The chandelier — well, one of the chandeliers — that hung in the Hotel Sterling has found a home at Canteen 900 on Rutter Avenue. Owner Abby Billek-Singh said the chandelier — made of cut crystal — sparkles for customers daily and evokes memories of years gone by.
Dave Koral, owner of the building that houses Canteen 900 and 16 other tenants plus upper-floor apartments, said he bought the chandelier through Traver’s Auctions in Dallas and had it restored.
He said he paid around $1,500 for it and it took a month to restore it.
The 800-plus-pound light fixture had been in a barn and was in need of restoration, he said. He had to buy samples of crystals — more than half were missing — and match them to the chandelier. Also, the frame of the chandelier was bent. But, he said the project was well worth it and the chandelier now looks like it did when it graced the Sterling on River Street.
“I re-purpose a lot of stuff,” Koral said. “I remember seeing it in the Sterling when I was a young man. It was fun putting it back together.”
Billek-Singh said her customers marvel at the chandelier, and when they find out where it came from, they are amazed.

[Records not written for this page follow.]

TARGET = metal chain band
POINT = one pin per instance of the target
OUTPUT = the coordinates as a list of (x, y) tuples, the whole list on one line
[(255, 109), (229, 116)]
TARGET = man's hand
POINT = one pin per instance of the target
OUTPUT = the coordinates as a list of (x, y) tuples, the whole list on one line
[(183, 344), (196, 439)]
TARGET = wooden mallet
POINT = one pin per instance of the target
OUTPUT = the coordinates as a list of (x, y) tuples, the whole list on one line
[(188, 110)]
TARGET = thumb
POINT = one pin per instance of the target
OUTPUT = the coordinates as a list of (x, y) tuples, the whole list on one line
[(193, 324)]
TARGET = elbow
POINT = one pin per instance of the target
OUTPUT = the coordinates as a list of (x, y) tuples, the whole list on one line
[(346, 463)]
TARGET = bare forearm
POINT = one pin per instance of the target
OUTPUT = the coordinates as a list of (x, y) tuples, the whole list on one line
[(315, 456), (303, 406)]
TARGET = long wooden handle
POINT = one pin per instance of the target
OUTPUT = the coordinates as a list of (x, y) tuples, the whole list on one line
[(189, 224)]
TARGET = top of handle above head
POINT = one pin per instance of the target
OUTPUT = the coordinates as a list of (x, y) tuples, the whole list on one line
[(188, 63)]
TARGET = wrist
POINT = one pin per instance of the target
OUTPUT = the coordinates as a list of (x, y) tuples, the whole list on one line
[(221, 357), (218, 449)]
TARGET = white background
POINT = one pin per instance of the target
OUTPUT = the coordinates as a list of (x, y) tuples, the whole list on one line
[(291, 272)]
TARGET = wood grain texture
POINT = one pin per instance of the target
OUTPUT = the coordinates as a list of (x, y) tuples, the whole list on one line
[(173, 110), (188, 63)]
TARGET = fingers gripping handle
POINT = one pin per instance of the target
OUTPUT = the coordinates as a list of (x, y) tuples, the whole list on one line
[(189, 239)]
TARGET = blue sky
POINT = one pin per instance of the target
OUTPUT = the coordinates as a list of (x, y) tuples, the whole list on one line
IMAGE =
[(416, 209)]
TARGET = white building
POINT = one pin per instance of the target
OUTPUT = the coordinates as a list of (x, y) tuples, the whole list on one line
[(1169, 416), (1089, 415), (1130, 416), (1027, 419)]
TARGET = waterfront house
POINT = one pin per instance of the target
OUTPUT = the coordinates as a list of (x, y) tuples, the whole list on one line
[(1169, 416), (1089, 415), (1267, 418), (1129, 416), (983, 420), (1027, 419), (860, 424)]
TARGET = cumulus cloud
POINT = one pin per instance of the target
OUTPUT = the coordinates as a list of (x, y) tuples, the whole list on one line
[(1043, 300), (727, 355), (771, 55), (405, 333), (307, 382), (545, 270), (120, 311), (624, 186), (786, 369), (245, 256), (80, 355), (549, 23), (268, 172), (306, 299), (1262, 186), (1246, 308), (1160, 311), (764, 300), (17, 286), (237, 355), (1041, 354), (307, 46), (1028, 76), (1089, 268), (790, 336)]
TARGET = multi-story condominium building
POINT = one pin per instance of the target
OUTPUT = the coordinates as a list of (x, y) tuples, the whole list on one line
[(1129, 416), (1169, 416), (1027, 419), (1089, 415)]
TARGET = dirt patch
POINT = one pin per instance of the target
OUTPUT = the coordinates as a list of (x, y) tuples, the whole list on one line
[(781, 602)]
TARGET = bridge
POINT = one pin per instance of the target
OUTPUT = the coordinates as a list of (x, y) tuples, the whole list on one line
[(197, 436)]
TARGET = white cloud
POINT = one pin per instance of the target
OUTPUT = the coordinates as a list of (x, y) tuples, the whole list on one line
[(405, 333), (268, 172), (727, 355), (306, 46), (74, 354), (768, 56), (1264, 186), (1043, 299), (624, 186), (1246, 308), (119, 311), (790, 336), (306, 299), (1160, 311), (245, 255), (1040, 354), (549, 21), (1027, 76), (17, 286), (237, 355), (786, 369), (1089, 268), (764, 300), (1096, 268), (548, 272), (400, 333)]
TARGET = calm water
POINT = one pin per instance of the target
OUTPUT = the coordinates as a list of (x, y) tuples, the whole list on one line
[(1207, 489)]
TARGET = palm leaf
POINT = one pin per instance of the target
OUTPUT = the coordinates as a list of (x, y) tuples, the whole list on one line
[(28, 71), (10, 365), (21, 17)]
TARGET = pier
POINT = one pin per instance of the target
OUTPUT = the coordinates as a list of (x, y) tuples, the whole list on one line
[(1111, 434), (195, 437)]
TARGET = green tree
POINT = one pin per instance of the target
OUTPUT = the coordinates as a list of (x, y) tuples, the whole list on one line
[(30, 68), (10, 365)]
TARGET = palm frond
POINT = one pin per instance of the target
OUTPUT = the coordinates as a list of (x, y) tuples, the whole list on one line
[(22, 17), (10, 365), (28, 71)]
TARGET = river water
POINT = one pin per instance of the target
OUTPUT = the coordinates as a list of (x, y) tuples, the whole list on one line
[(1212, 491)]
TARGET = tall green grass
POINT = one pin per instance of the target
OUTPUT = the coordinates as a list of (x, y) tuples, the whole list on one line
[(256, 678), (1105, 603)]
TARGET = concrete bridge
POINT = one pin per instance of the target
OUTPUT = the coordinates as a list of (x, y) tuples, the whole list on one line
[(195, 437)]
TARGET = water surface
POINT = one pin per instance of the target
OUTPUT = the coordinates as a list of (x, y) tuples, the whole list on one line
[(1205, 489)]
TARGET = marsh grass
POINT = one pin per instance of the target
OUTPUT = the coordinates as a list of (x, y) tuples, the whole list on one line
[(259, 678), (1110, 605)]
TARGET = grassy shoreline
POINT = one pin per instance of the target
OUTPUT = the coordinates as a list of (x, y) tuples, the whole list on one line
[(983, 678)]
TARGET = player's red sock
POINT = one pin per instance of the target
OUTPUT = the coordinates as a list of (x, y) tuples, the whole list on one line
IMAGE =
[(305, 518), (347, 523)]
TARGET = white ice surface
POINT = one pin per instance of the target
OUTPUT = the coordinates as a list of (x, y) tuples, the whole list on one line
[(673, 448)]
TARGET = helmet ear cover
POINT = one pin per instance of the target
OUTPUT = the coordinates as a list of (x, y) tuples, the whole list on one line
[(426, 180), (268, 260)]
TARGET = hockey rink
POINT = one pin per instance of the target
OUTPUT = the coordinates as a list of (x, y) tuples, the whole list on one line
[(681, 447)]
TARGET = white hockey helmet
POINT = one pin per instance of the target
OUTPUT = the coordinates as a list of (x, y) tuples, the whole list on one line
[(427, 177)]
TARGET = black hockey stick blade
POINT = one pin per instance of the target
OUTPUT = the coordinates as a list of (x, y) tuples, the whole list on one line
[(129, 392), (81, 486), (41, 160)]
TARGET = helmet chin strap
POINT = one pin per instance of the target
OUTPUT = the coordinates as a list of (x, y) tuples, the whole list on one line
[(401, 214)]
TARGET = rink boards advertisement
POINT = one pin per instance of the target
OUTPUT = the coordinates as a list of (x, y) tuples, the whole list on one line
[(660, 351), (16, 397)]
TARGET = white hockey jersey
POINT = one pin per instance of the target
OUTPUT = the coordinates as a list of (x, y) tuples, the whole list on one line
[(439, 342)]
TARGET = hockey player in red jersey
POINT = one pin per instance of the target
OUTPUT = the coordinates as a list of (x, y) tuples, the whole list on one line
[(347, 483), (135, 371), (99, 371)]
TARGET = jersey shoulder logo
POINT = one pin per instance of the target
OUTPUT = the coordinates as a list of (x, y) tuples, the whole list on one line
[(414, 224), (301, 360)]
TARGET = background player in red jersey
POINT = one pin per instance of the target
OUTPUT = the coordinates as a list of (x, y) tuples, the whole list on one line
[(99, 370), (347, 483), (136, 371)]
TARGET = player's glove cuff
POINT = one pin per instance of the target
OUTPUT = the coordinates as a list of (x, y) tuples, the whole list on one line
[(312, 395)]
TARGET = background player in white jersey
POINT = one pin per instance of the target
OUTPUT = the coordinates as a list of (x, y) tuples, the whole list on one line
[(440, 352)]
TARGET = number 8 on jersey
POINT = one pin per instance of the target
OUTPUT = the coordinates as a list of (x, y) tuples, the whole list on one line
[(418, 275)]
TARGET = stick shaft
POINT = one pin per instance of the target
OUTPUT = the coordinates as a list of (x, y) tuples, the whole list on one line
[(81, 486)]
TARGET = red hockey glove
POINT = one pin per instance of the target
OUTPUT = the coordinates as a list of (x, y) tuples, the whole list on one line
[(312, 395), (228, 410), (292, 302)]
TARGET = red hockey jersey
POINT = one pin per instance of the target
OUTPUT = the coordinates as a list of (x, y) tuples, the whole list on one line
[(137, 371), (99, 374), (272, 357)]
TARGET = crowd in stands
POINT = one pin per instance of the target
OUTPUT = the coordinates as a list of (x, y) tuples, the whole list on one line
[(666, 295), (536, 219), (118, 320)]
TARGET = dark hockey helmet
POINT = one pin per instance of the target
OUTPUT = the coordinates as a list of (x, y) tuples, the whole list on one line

“People are always taking pictures of it,” she said. “We feel very proud to be operating under such a large chunk of history.”
In recent years when news of the Sterling’s imminent demise surfaced, groups formed protest lines to try to convince city and county leaders to keep the building upright — to find a developer to restore, rather than demolish, the landmark building.
In September 2011, when flood water from the Susquehanna River seeped through the Market Street Bridge flood gates, large quantities of water poured into the nearby Sterling, causing damage to the foundation and forcing the city to reroute traffic away from the area. As recently as Friday, Butch Frati, the city’s operations director, said the building continues to deteriorate from the inside out and the only option is to take it down.
Sally Healey, who headed a group of “Save the Sterling” advocates, said Monday she was pleased to learn that the chandelier has been saved and restored. She and members of her group have had lunch a few times at Canteen 900, and they always sit at the table directly under the chandelier.
“It’s good to see it alive and well and in a place where people can see it,” she said.
Healey wonders where a lot of other “stuff” from the Sterling went. She said there were many historical artifacts in the building, but there doesn’t seem to be any record of where they are now.
Fred George, 81 of Wilkes-Barre, a cook at the Sterling from 1949 to 1971, said the chandelier at Canteen 900 is the same one that served as the centerpiece in the hotel.
George called the hotel a “mini Waldorf Astoria.” He said that when he learned the chandelier was at Canteen 900, he went over for lunch.
“I have 22 years of memories of that place,” George said of the Sterling. “It was historical, magical — a jewel. I’m glad the chandelier is somewhere and still shining.”
Billek-Singh said having the chandelier in her restaurant is an honor and a great responsibility. She said she cleans it at least once per month — the chandelier can be lowered on an electronic pulley — and she meticulously cleans every piece of crystal.
“The Hotel Sterling lives on in that chandelier,” she said. “And so do its people.”